26 En zijn God onderricht hem van de wijze, Hij leert hem.
Son Dieu lui enseigna la manière, et Il l'instruisit.
27 Want men dorst de wikken niet met den dorswagen, en men laat het wagenrad niet rondom over het komijn gaan; maar de wikken slaat men uit met een staf, en het komijn met een stok;
Car ce n'est pas non plus avec le traîneau qu'on foule l'anet, et le madrier avec ses roues ne passe pas sur le cumin; mais l'anet est battu avec le bâton, et le cumin avec la perche.
28 Het brood koren moet verbrijzeld worden, maar hij dorst het niet geduriglijk dorsende; noch hij breekt het met het wiel zijn wagens, noch hij verbrijzelt het met zijn paarden.

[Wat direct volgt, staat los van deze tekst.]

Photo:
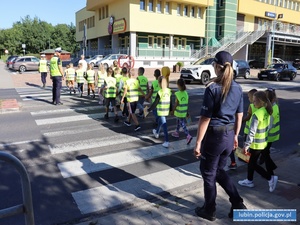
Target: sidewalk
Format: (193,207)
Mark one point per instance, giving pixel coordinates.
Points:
(178,206)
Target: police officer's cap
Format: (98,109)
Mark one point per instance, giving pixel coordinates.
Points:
(223,57)
(58,49)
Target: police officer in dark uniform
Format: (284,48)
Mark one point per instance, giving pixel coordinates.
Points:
(218,129)
(56,74)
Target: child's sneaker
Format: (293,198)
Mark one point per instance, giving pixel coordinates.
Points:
(232,166)
(189,139)
(156,135)
(246,183)
(166,144)
(175,134)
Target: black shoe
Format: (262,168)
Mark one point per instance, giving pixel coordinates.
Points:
(201,212)
(239,206)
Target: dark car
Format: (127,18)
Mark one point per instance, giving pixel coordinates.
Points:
(296,64)
(278,71)
(243,69)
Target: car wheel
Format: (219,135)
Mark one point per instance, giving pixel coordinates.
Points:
(247,75)
(205,78)
(22,69)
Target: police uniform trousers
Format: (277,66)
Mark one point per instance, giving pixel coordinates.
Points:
(216,147)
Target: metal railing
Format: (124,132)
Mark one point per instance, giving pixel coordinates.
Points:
(26,207)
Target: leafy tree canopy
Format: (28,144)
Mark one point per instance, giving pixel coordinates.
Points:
(38,36)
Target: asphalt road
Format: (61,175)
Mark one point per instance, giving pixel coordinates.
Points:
(70,150)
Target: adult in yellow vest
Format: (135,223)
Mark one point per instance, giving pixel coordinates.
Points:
(163,104)
(57,75)
(43,69)
(131,92)
(110,93)
(257,140)
(70,77)
(153,92)
(90,77)
(145,87)
(181,110)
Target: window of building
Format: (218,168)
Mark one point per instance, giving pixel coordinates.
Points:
(178,9)
(199,13)
(192,11)
(175,42)
(142,5)
(150,41)
(167,8)
(220,30)
(158,6)
(159,42)
(185,10)
(150,5)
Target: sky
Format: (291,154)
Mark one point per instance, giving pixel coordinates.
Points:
(54,11)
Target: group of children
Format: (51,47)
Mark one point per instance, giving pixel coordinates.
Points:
(262,128)
(119,86)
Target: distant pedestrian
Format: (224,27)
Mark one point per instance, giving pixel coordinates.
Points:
(257,141)
(180,110)
(143,81)
(57,75)
(218,129)
(43,69)
(83,62)
(163,106)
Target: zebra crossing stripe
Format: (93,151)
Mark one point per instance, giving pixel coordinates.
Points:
(116,160)
(112,195)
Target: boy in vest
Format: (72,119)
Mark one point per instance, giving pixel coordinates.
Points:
(70,77)
(181,109)
(43,69)
(131,89)
(143,81)
(110,92)
(90,77)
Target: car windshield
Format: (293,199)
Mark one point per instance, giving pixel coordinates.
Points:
(275,66)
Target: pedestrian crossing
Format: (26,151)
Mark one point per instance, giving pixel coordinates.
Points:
(108,147)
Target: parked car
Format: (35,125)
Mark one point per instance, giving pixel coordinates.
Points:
(108,60)
(243,69)
(278,71)
(10,61)
(94,59)
(260,63)
(296,64)
(202,71)
(25,63)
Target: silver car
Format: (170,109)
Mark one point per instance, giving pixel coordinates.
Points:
(25,63)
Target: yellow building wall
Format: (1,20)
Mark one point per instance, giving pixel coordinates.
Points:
(258,9)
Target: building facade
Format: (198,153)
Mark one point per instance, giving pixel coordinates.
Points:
(163,32)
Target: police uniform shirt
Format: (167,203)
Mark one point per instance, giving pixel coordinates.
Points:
(222,113)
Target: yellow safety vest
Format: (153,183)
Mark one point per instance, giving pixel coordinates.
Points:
(43,66)
(274,133)
(247,124)
(132,90)
(183,100)
(163,107)
(111,90)
(79,76)
(261,134)
(143,83)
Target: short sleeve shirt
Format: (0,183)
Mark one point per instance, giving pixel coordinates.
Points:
(222,113)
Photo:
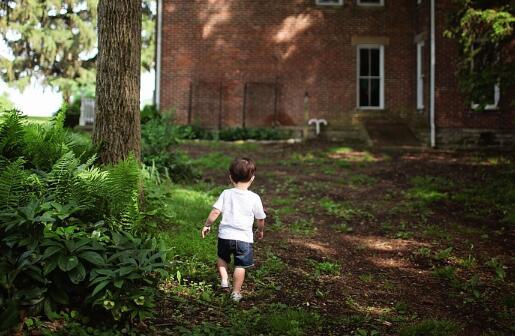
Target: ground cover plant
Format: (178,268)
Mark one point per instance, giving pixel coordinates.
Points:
(385,243)
(72,238)
(358,241)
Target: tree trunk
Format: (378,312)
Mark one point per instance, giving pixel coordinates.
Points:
(117,122)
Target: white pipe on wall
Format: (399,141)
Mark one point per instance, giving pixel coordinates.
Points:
(158,52)
(432,83)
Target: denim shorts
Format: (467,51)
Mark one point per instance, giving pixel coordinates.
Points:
(240,250)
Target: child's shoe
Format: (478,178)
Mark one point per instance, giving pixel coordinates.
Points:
(236,297)
(225,286)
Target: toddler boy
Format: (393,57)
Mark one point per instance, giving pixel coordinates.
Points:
(239,207)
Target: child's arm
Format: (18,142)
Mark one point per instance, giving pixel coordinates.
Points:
(213,215)
(261,228)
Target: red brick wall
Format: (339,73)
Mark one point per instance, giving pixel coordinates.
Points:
(451,109)
(215,47)
(297,46)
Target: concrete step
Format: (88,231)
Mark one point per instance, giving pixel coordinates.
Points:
(390,134)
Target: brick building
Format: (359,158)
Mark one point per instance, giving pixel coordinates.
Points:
(365,66)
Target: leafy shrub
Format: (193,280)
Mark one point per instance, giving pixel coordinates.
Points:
(148,113)
(431,328)
(159,136)
(69,229)
(233,134)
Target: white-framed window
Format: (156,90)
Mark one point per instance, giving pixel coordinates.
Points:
(495,94)
(329,2)
(370,79)
(370,2)
(420,75)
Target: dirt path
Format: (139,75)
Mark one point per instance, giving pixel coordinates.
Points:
(366,248)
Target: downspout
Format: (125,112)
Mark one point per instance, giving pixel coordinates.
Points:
(158,53)
(432,82)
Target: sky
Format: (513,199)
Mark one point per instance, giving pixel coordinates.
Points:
(38,100)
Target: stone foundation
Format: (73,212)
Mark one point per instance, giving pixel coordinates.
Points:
(475,138)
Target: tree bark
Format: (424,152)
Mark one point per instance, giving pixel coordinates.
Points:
(117,122)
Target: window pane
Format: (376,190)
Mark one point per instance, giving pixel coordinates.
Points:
(363,62)
(375,92)
(374,60)
(363,92)
(491,96)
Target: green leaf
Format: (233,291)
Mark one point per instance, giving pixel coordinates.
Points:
(77,274)
(9,317)
(126,270)
(67,263)
(92,257)
(119,283)
(50,266)
(59,295)
(51,250)
(99,287)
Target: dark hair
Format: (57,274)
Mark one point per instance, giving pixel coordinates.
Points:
(242,170)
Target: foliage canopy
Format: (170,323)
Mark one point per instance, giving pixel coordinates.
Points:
(484,31)
(55,41)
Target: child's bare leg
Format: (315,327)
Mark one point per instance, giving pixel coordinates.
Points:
(222,269)
(239,276)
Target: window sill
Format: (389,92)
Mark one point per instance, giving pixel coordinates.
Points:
(369,108)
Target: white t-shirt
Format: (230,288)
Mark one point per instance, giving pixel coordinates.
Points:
(239,208)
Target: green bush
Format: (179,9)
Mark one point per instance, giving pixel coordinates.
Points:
(233,134)
(431,328)
(148,113)
(159,138)
(69,230)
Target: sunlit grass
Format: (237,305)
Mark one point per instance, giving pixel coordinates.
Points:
(214,161)
(351,155)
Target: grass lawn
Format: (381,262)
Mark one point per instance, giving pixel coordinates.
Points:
(358,242)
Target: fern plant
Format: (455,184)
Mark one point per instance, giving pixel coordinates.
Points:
(11,134)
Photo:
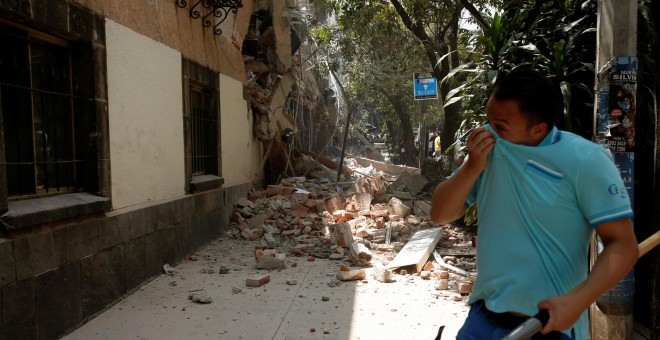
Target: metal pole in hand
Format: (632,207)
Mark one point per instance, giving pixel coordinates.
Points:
(534,324)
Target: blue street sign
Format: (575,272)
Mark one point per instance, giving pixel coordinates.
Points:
(426,86)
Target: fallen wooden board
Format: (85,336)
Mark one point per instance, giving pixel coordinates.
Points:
(457,251)
(456,270)
(417,251)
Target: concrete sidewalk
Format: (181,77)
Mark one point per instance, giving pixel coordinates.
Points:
(301,301)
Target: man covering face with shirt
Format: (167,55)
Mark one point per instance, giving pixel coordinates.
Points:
(540,195)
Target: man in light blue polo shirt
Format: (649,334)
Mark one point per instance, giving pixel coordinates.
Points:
(541,193)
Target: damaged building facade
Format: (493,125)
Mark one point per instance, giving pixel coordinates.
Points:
(130,130)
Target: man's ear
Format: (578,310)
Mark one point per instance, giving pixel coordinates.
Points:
(540,130)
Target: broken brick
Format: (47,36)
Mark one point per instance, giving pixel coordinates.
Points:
(257,280)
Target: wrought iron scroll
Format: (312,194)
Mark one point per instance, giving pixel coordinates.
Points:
(212,12)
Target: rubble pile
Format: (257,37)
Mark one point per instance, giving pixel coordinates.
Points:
(374,217)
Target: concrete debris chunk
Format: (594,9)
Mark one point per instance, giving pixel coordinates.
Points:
(270,263)
(351,275)
(200,297)
(167,269)
(382,274)
(396,207)
(341,234)
(359,254)
(257,280)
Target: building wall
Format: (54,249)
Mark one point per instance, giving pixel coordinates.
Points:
(144,112)
(68,257)
(240,149)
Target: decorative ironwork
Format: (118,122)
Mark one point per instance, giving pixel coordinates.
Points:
(212,12)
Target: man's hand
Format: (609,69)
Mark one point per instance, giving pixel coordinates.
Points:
(479,144)
(620,252)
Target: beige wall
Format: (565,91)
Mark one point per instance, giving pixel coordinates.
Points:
(163,21)
(240,149)
(145,118)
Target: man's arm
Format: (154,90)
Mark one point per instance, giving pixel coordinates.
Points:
(448,202)
(619,255)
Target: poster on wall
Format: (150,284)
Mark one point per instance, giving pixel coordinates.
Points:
(616,114)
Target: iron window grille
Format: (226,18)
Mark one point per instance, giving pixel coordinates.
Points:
(204,130)
(38,106)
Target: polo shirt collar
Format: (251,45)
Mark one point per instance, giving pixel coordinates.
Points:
(551,138)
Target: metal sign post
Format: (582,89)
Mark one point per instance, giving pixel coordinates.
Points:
(426,86)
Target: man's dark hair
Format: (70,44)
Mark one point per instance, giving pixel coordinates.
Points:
(536,95)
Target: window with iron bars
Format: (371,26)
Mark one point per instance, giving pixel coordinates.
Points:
(203,130)
(47,109)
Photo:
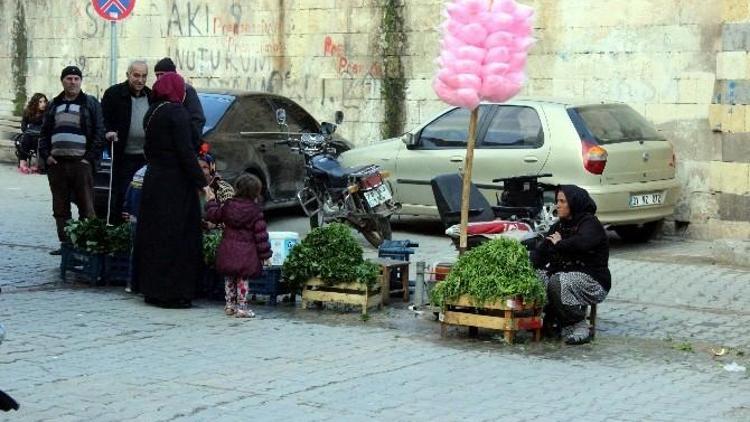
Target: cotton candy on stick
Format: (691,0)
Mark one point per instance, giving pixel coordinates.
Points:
(483,57)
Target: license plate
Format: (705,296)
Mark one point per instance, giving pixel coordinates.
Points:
(378,195)
(646,199)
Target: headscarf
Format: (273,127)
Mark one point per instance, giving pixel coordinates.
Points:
(209,159)
(579,201)
(170,87)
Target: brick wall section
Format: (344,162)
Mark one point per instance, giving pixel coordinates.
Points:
(684,64)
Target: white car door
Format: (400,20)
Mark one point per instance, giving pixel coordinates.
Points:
(438,147)
(515,143)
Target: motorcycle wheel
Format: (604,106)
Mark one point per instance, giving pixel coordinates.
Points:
(377,230)
(316,220)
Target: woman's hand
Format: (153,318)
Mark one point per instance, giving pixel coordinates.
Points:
(554,238)
(209,193)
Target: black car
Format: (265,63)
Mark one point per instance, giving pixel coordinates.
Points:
(242,132)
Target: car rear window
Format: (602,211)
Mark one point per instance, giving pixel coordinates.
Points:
(611,123)
(514,127)
(214,107)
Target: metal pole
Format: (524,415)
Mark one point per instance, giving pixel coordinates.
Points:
(112,52)
(419,287)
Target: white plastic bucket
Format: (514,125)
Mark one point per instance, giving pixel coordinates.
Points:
(281,245)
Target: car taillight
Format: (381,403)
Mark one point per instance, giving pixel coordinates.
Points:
(594,157)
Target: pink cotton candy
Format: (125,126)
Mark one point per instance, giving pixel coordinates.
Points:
(493,22)
(497,55)
(498,39)
(483,51)
(465,66)
(470,52)
(473,33)
(467,98)
(494,69)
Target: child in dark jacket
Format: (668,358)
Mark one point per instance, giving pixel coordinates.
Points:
(244,246)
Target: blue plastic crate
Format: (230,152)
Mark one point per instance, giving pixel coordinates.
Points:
(399,250)
(270,283)
(117,268)
(90,265)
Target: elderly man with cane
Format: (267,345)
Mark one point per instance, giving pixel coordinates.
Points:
(124,105)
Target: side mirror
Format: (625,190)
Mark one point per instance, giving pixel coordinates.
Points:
(327,128)
(281,116)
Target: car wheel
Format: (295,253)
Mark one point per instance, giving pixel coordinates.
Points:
(638,233)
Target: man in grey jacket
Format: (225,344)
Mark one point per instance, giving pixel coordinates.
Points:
(71,143)
(191,101)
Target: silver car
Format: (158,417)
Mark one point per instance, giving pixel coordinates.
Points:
(608,149)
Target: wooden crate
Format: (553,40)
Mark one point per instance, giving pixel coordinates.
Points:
(346,293)
(500,315)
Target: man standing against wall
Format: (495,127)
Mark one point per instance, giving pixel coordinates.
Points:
(124,105)
(71,142)
(191,101)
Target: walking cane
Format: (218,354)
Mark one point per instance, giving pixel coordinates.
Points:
(111,171)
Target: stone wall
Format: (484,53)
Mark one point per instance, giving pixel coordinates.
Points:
(684,64)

Le blé est battu, mais il ne le bat pas sans fin; il y fait passer les roues de son chariot et ses chevaux, il ne l'écrase pas.
29 Zulks komt ook voort van den HEERE der heirscharen; Hij is wonderlijk van raad, Hij is groot van daad.
Cela aussi procède de l'Éternel des armées: admirable est son conseil, et grande sa sagesse.